DESCRIPTION (provided by applicant): The genome of most vertebrates and some invertebrates has been transformed over millions of years by the integration of infectious retroviruses. Inheritable integrations into the genome of germ cells may have led to rapid evolutionary changes as the host accommodated and used advantageous retroviral proteins. Approximately 8% of the human genome is of apparent retroviral origin. A small number of endogenous retrovirus (ERV) integration sites retained isolated transcriptionally active open reading frames so that a variety of gag (matrix and capsid), pol (polymerase and other enzymes), and env (envelope) proteins may be expressed. The developing placenta is one of few organs that express ERV proteins under physiologic conditions. ERV3 is a single copy ERV genome with an open reading frame in the env region that is expressed during normal human villous cytotrophoblast differentiation. We determined that ERV3 env expression, through a cAMP/protein kinase A dependent pathway, is essential for expression of ¿-hCG in the syncytiotrophoblast. Results of our preliminary studies indicate that the active site is located in the N-terminal portion of ERV3 Env (referred to the p25 region), a unique finding related to retroviral Env proteins in general. Transfection of siRNA targeted to ERV3 env completely blocks induction of ¿-hCG. Our published and preliminary data support a hypothesis that ERV-3 env expression is essential for normal trophoblast differentiation and implantation through regulation of ¿ -hCG expression. The goal of this R21 is to obtain certain critical data must be obtained in support of a future RO1. AIM 1. Mechanism of action of ERV3 Env on ¿-hCG expression. We will investigate the pathway through which ERV3 env expression affects expression of ¿-hCG. We will determine whether this pathway is activated through intracellular complex formation between ERV3 Env and co-factors or accessory molecules. We will also investigate an alternative secreted ERV3 Env-receptor mediated process. AIM 2: Effects of ERV3 env expression of the ¿ -hCG promoter. Activation of the ¿-hCG promoter may occur secondary to cAMP-dependent transcription factors or directly if ERV3 Env is a transcription factor. Studies will evaluate both potential processes.

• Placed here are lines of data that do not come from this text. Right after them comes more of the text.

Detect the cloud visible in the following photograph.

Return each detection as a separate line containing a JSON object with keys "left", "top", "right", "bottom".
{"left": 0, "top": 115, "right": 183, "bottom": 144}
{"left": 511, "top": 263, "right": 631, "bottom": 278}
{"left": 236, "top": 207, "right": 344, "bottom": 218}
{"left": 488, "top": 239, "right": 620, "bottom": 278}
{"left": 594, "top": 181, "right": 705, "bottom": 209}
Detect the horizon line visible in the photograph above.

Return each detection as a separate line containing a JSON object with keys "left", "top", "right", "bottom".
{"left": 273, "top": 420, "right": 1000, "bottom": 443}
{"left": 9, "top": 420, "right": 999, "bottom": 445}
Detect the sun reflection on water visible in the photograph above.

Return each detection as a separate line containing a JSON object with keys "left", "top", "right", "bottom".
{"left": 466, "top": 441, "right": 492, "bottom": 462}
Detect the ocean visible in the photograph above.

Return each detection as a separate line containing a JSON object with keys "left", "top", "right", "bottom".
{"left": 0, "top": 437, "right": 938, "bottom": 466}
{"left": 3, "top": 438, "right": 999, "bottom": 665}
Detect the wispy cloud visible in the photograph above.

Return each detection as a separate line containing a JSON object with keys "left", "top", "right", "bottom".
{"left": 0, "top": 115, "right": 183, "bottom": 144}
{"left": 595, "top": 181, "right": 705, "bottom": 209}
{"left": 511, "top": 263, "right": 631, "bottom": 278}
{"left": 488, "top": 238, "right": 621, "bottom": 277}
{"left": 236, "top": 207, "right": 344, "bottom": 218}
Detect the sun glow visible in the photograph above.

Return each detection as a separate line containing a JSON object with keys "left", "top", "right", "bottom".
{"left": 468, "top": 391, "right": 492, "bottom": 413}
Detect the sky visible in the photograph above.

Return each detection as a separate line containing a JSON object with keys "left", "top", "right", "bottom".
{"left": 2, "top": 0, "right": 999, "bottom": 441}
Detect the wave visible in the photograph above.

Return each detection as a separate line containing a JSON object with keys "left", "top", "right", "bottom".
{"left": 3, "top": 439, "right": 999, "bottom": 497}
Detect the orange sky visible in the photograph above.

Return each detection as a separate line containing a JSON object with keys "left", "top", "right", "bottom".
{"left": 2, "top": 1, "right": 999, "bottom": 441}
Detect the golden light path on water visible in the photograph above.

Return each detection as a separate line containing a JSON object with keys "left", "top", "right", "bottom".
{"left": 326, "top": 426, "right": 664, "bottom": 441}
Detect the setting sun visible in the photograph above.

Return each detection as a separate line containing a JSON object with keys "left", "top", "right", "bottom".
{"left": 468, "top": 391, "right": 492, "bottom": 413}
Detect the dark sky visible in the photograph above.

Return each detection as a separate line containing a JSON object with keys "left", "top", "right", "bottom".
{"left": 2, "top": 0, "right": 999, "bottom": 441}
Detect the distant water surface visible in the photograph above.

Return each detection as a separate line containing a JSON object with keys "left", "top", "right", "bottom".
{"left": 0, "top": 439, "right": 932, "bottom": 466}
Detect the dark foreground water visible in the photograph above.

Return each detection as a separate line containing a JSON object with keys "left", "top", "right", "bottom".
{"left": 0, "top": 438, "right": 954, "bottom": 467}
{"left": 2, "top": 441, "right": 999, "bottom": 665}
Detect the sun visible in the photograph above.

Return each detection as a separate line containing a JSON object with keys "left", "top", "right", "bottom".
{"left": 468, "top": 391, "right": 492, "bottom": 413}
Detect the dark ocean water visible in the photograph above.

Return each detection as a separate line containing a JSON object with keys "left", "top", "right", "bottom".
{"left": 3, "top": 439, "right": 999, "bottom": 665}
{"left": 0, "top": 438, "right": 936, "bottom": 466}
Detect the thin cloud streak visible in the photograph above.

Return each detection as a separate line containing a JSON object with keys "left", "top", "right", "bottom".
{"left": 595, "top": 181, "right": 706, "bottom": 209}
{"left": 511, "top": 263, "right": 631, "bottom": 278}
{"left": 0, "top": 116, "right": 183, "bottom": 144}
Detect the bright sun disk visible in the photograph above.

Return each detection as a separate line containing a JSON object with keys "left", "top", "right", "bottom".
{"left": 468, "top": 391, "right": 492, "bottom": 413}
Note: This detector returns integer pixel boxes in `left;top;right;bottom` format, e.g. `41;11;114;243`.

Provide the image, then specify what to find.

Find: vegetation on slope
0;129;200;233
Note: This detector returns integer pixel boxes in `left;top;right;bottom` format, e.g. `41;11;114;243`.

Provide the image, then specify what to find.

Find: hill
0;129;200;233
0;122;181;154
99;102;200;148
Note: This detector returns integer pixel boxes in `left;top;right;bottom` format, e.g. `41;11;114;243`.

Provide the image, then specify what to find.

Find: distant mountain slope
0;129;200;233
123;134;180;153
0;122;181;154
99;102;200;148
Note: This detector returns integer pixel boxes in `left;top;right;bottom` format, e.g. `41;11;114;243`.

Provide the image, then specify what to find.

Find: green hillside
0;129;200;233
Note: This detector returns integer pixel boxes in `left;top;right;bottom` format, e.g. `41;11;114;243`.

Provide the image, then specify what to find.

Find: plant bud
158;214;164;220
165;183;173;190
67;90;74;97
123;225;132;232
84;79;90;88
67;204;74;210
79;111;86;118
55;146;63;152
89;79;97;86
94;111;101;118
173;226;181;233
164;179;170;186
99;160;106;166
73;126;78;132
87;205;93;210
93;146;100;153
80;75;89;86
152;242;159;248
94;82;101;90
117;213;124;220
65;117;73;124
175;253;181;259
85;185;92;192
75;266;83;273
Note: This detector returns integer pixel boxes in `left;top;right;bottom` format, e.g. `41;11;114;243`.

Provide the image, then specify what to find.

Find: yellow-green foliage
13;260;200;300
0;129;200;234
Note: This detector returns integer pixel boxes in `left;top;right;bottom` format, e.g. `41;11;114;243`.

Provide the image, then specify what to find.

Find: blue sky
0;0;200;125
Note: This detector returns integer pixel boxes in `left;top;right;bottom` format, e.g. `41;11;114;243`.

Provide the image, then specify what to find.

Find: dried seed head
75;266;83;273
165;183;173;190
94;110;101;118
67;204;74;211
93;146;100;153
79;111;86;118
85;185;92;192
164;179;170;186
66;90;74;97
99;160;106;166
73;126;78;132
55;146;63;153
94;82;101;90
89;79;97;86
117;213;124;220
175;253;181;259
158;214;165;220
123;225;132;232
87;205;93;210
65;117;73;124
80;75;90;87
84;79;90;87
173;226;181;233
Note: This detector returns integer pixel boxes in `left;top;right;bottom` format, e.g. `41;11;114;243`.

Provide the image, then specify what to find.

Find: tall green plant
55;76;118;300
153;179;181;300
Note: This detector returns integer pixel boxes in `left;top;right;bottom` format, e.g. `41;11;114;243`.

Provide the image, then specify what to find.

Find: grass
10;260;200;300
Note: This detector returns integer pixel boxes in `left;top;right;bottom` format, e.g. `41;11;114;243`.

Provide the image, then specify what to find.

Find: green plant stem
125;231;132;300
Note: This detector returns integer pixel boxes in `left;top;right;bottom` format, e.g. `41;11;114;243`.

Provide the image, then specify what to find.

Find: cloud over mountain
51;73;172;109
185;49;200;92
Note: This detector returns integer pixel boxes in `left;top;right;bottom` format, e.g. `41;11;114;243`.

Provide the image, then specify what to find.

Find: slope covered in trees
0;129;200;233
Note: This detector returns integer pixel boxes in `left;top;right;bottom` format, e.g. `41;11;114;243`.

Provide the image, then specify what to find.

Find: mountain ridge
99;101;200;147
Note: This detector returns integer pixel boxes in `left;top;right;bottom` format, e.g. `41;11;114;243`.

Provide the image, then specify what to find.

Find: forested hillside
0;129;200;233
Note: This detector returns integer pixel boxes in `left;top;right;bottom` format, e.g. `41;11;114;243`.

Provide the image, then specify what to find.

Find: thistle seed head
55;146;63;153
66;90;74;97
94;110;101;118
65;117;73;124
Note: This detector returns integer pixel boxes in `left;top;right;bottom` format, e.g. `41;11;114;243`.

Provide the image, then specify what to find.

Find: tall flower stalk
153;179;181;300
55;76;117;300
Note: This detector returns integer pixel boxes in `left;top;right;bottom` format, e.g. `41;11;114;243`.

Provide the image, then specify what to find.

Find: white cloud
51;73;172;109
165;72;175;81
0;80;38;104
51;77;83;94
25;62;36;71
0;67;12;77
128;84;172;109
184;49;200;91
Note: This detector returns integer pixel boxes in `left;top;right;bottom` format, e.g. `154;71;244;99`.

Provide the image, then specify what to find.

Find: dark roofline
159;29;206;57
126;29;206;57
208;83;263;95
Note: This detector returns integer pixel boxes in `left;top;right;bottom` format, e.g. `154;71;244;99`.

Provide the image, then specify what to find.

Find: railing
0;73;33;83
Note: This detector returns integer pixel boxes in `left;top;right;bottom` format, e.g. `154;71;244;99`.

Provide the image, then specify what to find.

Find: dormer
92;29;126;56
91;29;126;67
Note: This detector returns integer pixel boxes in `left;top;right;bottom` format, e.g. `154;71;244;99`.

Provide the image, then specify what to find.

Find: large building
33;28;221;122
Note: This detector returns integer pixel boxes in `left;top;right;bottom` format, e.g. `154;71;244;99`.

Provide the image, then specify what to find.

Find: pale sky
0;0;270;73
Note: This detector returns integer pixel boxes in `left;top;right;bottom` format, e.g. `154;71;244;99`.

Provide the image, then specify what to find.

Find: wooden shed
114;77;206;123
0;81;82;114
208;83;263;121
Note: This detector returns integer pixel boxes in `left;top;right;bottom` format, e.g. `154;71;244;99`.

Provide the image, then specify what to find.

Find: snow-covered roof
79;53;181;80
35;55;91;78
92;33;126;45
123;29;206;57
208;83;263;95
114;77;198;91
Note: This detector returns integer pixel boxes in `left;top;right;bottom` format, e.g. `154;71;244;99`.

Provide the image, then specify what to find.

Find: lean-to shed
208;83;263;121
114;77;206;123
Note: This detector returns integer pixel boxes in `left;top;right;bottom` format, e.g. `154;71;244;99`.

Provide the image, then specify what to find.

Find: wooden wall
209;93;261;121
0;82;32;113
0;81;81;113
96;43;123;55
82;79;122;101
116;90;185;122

描述（由申请人提供）：大多数脊椎动物和一些无脊椎动物的基因组已经通过感染性逆转录病毒的整合在数百万年内发生了变化。遗传整合到生殖细胞基因组中可能导致宿主适应和使用有利的逆转录病毒蛋白质时的快速进化变化。大约8%的人类基因组是明显的逆转录病毒起源。少数内源性逆转录病毒（ERV）整合位点保留了独立的转录活性开放阅读框，因此可以表达多种gag（基质和衣壳）、pol（聚合酶和其他酶）和env（包膜）蛋白。发育中的胎盘是在生理条件下表达ERV蛋白的少数器官之一。ERV 3是在env区具有开放阅读框的单拷贝ERV基因组，其在正常人绒毛细胞滋养层分化期间表达。我们确定ERV 3 env的表达，通过cAMP/蛋白激酶A依赖的途径，是在合体滋养层中表达<$-hCG所必需的。我们的初步研究结果表明，活性位点位于 ERV 3 Env的N-末端部分（称为p25区域），这是一个与一般逆转录病毒Env蛋白相关的独特发现。靶向ERV 3 env的siRNA的转染完全阻断了？-hCG的诱导。我们已发表的初步数据支持这样的假设：ERV-3 env表达通过调节？-hCG表达对于正常滋养层分化和着床至关重要。此R21的目标是获得某些关键数据，这些数据必须获得以支持未来的RO 1。AIM 1. ERV 3 Env对hCG表达的作用机制。我们将研究ERV 3 env表达影响<$-hCG表达的途径。我们将确定该途径是否通过ERV 3 Env与辅因子或辅助分子之间的细胞内复合物形成而被激活。我们还将研究另一种分泌型ERV 3 Env受体介导的过程。目的2：ERV 3 env表达的影响-hCG启动子。<$-hCG启动子的激活可能继发于cAMP依赖性转录因子，或者如果ERV 3 Env是转录因子则直接激活。研究将评估这两个潜在的过程。